There are 20 pending lawsuits against the US Treasury by companies that feel the Treasury paid smaller cash grants on renewable energy projects than they were entitled to receive. Many renewable energy projects placed in service between 2009 and 2013 had the option of being paid 30% of the cost of the project in cash by the Treasury in lieu of taking federal tax credits. Some solar projects still retain that option if they are completed by December 2016. The payments are made under section 1603 of the American Recovery and Reinvestment Tax Act.
Twenty-two lawsuits in total have been filed against Treasury, but the taxpayers withdrew two after the Treasury filed counter-claims accusing the companies of fraud.
All the suits have been filed in the US Court of Federal Claims. The oldest pending suit was filed in July 2012. Companies have six years after a grant is paid to decide whether to litigate.
Some taxpayers have asked the court to decide their cases at “summary judgment,” meaning they feel there is no disagreement about the facts and the judge should decide the cases based on legal briefs filed by each side. The government has opposed some summary judgment motions on grounds that it needs to do more discovery to establish the facts, but filed its own motion for summary judgment in others.
Meanwhile, a US Claims Court judge ordered the Treasury in October in a case involving a solar rooftop company to disclose the benchmarks it used from the start of the program to pay grants on rooftop systems and to disclose limited information about how it dealt with the company's applications. However, the judge declined to compel disclosure of other information, including what the Treasury paid on comparable applications, or information about how it developed its general screening policies or the lower benchmarks it used to make payments than the amounts for which the company applied. Discovery in the case is now scheduled to run into early August 2015, making a decision in the case unlikely before 2016.
The earliest decision in any of the pending lawsuits could come in early 2015 in a case involving a biomass project that the Treasury says qualified for only a partial grant because it produced both steam and electricity and only the part of the project related to electricity generation qualified for a grant. (For earlier coverage of the biomass case, see the February 2013 NewsWire article.) The court is scheduled to hear arguments in the case starting on December 15.
In other developments, the Treasury said in October that grants approved for payment between October 1, 2014 and September 30, 2015 will be subject a haircut of 7.3% due to budget sequestration.
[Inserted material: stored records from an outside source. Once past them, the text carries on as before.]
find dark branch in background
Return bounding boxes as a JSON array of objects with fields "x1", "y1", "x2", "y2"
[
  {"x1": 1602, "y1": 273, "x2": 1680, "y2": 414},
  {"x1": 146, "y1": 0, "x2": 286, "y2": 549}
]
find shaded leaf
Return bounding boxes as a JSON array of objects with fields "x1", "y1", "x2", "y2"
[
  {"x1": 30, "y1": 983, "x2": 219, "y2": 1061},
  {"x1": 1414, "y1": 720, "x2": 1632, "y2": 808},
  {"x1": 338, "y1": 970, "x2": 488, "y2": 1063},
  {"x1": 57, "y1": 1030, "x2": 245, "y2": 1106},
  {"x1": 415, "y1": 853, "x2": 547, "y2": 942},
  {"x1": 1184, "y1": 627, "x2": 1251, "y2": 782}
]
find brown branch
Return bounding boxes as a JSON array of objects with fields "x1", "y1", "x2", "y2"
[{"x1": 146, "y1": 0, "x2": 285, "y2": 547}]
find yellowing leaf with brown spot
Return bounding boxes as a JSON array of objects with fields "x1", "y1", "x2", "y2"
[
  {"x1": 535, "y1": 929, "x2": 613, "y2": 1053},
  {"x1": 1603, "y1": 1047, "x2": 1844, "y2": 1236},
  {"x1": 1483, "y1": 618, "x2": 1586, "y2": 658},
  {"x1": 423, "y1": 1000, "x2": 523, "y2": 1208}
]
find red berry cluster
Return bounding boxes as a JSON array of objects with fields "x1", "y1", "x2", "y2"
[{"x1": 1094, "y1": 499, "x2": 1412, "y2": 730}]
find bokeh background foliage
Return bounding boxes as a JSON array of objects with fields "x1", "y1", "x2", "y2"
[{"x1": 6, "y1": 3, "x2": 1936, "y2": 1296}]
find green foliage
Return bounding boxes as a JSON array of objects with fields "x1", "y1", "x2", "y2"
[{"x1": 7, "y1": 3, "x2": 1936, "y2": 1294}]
The figure was 7.2% for grants approved for payment in fiscal year 2014. Sequestration will continue through fiscal year 2021 unless rescinded by Congress.
A technical corrections bill awaiting action in the “lame duck” session of Congress would clarify that Treasury cash grants do not have to be reported as income by companies paying taxes under the alternative minimum tax. The American Recovery and Reinvestment Tax Act made clear that the grants are not income for regular income tax purposes. However, Congress failed to say anything at the time about the alternative minimum tax. US corporations must compute their taxes under the regular corporate income tax and the minimum tax and pay essentially which-ever tax is greater. The technical correction has been waiting for Congressional action since 2010.
The IRS has given up waiting and feels it must enforce the law as written until the technical correction is enacted. The correction would be retroactive as if included in the original statute.